Sheep Detectives - © 2026 Sony Pictures EntertainmentTHE SHEEP DETECTIVES
– Bundesstart 14.05.2026
– First-Release 06.05.2026 (PHL)

Gäbe es nicht schon „Ein Schweinchen namens Babe“, wäre es „Glennkill“, der den Platz eines Klassikers in der kulturellen Bedeutung von „Babe“ einnehmen würde. Fast zehn Jahre hat es gedauert, bis die Rechte des Erstlings der deutschen Schriftstellerin Leonie Swann geklärt waren. Die UFA wollte selbst mit einem Animationsfilm eine deutsche Produktion auf den Weg bringen. In der ganzen Zeit hat sich der renommierte Autor von „Hangover“- und „Scary Movie“-Fortsetzungen, Craig Mazin, nicht von einer Adaption abhalten lassen. Daraus hat Minions-und-Gru-Veteran Kyle Balda einen Film gemacht, der nur sehr wenig mit der Romanvorlage zu tun hat. Doch es ist ein fantastischer Familienfilm – so wie diese auch sein sollten. Das junge Publikum nicht unterschätzend, aber auch nicht überfordernd, und anspruchsvoll genug für kritische Erwachsene.

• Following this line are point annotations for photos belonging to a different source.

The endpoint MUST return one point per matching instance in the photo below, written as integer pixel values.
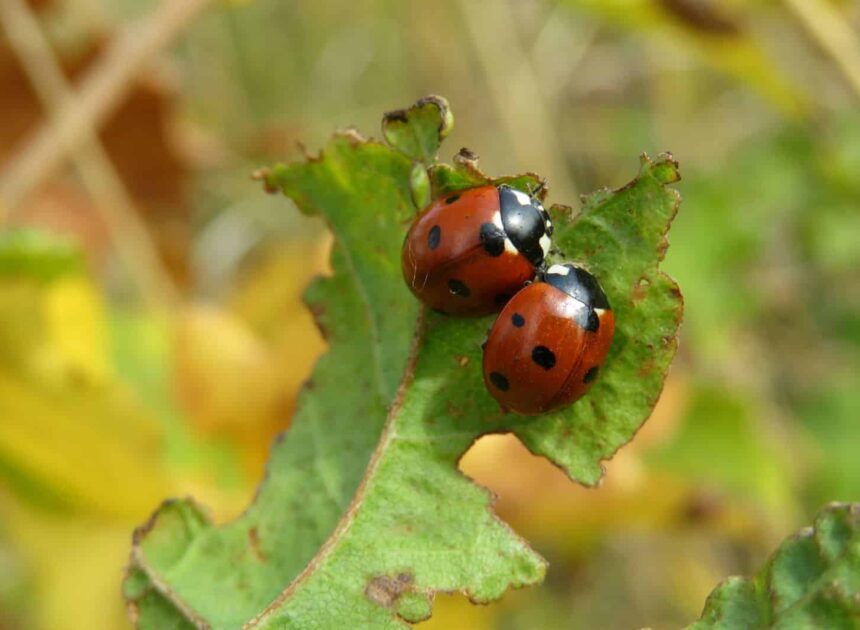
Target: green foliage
(363, 515)
(812, 581)
(37, 255)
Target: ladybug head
(526, 224)
(578, 284)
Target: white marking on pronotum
(497, 221)
(571, 307)
(545, 244)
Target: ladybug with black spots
(547, 345)
(469, 251)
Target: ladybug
(468, 252)
(547, 345)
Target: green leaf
(812, 581)
(364, 515)
(621, 237)
(37, 255)
(419, 130)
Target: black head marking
(458, 288)
(547, 223)
(500, 381)
(523, 220)
(434, 236)
(493, 239)
(544, 357)
(578, 284)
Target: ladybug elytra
(468, 252)
(547, 345)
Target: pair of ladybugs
(484, 249)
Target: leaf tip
(665, 168)
(417, 131)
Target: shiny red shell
(537, 357)
(446, 265)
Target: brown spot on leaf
(385, 590)
(703, 15)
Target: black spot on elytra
(493, 239)
(500, 381)
(434, 237)
(458, 288)
(544, 357)
(593, 321)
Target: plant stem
(832, 32)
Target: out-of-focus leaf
(812, 581)
(728, 48)
(69, 432)
(74, 445)
(415, 525)
(37, 255)
(73, 561)
(720, 445)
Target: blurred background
(152, 336)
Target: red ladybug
(467, 253)
(548, 343)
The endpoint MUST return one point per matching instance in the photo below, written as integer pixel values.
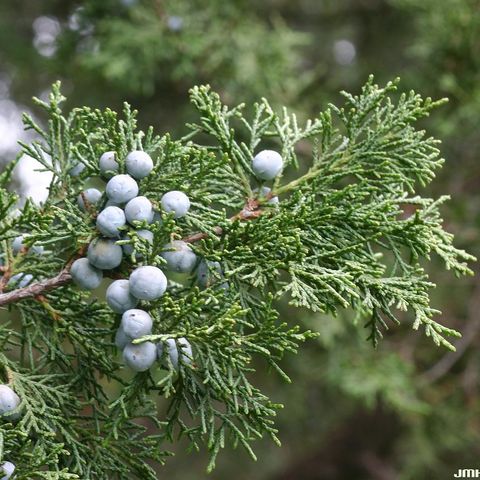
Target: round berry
(7, 468)
(85, 275)
(175, 202)
(145, 234)
(20, 280)
(121, 188)
(139, 164)
(104, 253)
(9, 401)
(172, 349)
(179, 256)
(136, 323)
(108, 165)
(91, 195)
(139, 209)
(77, 169)
(19, 243)
(119, 298)
(262, 194)
(140, 357)
(110, 220)
(267, 164)
(175, 23)
(122, 339)
(148, 283)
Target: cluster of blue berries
(9, 403)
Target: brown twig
(250, 211)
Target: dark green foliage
(349, 233)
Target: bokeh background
(407, 410)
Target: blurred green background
(405, 411)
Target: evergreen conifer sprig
(351, 232)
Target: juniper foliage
(350, 232)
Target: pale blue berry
(91, 195)
(179, 256)
(108, 165)
(139, 209)
(7, 468)
(119, 298)
(148, 283)
(139, 164)
(85, 275)
(20, 280)
(267, 164)
(175, 202)
(264, 191)
(77, 169)
(111, 203)
(110, 221)
(121, 188)
(172, 348)
(145, 234)
(136, 323)
(122, 339)
(19, 242)
(9, 401)
(208, 273)
(104, 253)
(140, 357)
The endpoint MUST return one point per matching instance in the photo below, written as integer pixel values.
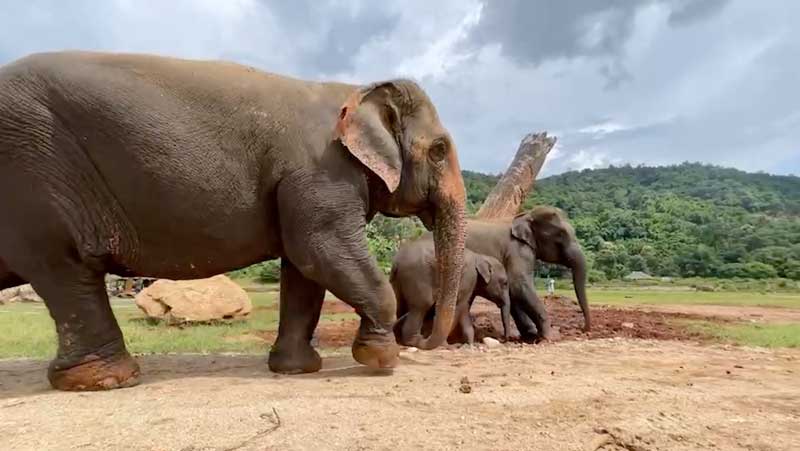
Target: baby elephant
(412, 278)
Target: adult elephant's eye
(438, 150)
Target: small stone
(465, 386)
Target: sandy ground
(736, 313)
(605, 394)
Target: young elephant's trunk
(505, 316)
(578, 266)
(449, 233)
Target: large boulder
(217, 298)
(22, 293)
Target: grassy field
(634, 296)
(28, 330)
(785, 335)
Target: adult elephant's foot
(92, 372)
(298, 359)
(376, 351)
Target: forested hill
(686, 220)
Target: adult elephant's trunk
(449, 233)
(577, 263)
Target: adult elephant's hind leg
(91, 351)
(301, 305)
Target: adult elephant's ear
(521, 229)
(369, 126)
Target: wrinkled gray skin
(412, 278)
(554, 241)
(542, 233)
(160, 167)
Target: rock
(23, 293)
(465, 386)
(217, 298)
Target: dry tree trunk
(507, 196)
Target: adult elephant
(148, 166)
(545, 234)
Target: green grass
(786, 335)
(687, 297)
(28, 331)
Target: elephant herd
(149, 166)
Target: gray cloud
(651, 81)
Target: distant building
(638, 275)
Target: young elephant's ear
(484, 269)
(369, 125)
(521, 229)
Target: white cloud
(653, 82)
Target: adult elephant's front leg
(301, 303)
(323, 233)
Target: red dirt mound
(607, 322)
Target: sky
(618, 82)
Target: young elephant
(412, 278)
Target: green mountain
(686, 220)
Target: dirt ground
(652, 386)
(605, 394)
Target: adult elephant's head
(393, 129)
(549, 233)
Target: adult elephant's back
(147, 152)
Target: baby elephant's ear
(484, 269)
(369, 126)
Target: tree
(508, 194)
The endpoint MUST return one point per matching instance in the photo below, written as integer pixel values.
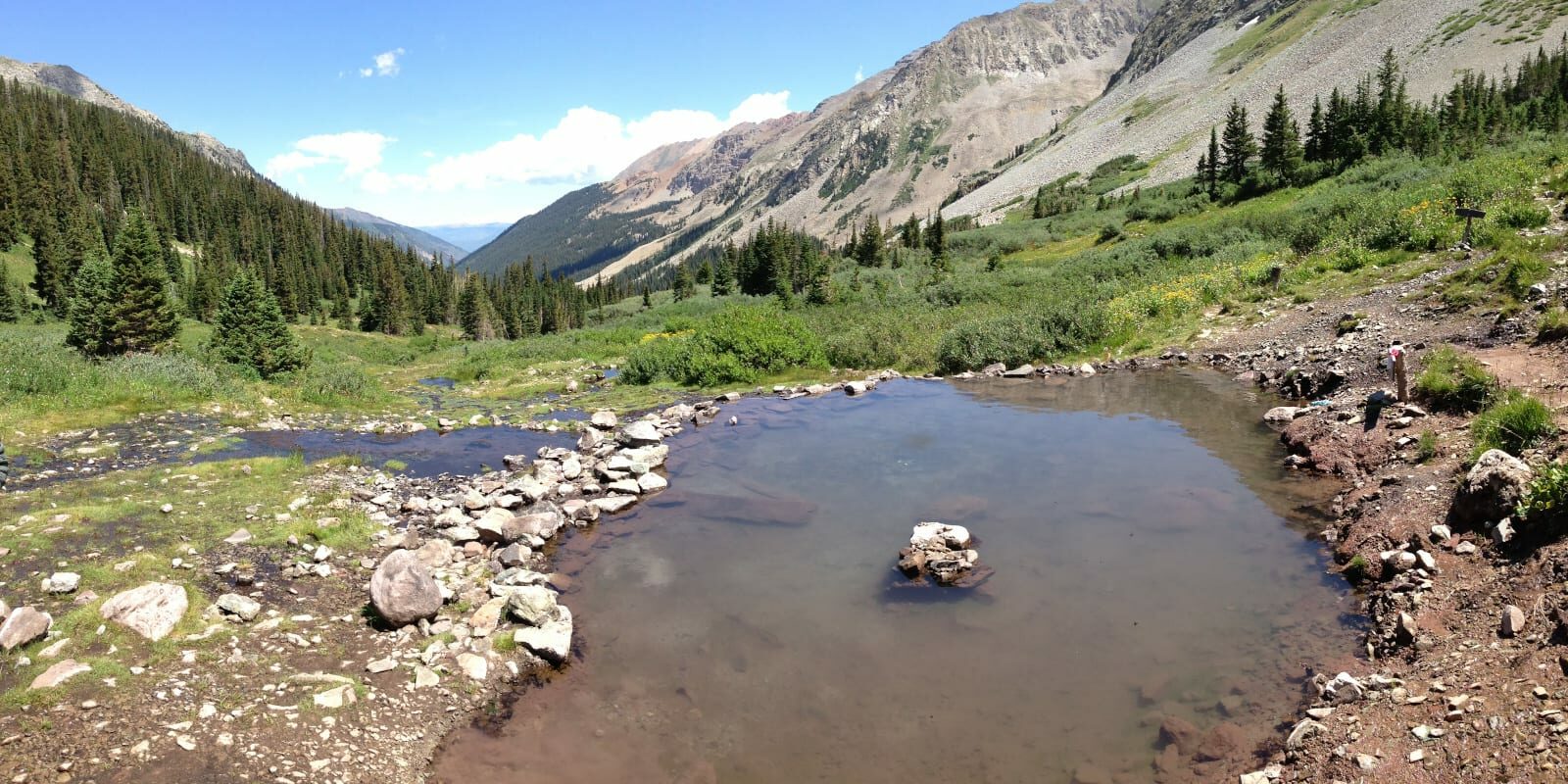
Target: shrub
(739, 344)
(1552, 325)
(1520, 214)
(1454, 381)
(1546, 498)
(1513, 423)
(334, 383)
(1047, 334)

Außerhalb des kleinen Dorfes Denbrook im englischen Hinterland, lebt auf einer saftig grünen Wiese Schäfer George Hardy in einem Wohnwagen. Er liebt seine Schafe – so sehr, dass er ihnen auch zur Abendstunde Krimis vorliest. Und dann, eines Tages, unerwartet, liegt George tot vor seinem Wohnwagen. Lily, das klügste Schaf der Herde, hat bereits jeden von George vorgelesenen Krimi im Vorfeld lösen können. Mit ihrem treuen, aber trotteligen Freund Mopple, und der Unterstützung anderer Individualisten der Herde, will Lily das Rätsel um George lösen. Denn in der realen Welt von Schafen, findet das Konzept von Mord oder Tod keinen wirklichen Platz.

Die Geschichte hat alles, was von einem Film über schnuckelige Schafe zu erwarten ist. Szenen von zuckersüßer Herzlichkeit. Der Film hat auch alles, was jemand von einem Krimi erwarten kann. Und genau das ist die Kunst in „Glennkill“, dass sich diese beiden Element nicht im Weg sind, sondern sich genau daraus die Geschichte formt. Wenn allerdings die Schafe sehr wohl die Menschen verstehen, die Menschen aber nicht die Schafe, sollte das als künstlerische Freiheit gesehen werden. Oder könnte auf Georges literarischen Einfluss geschoben werden. Wie es beliebt.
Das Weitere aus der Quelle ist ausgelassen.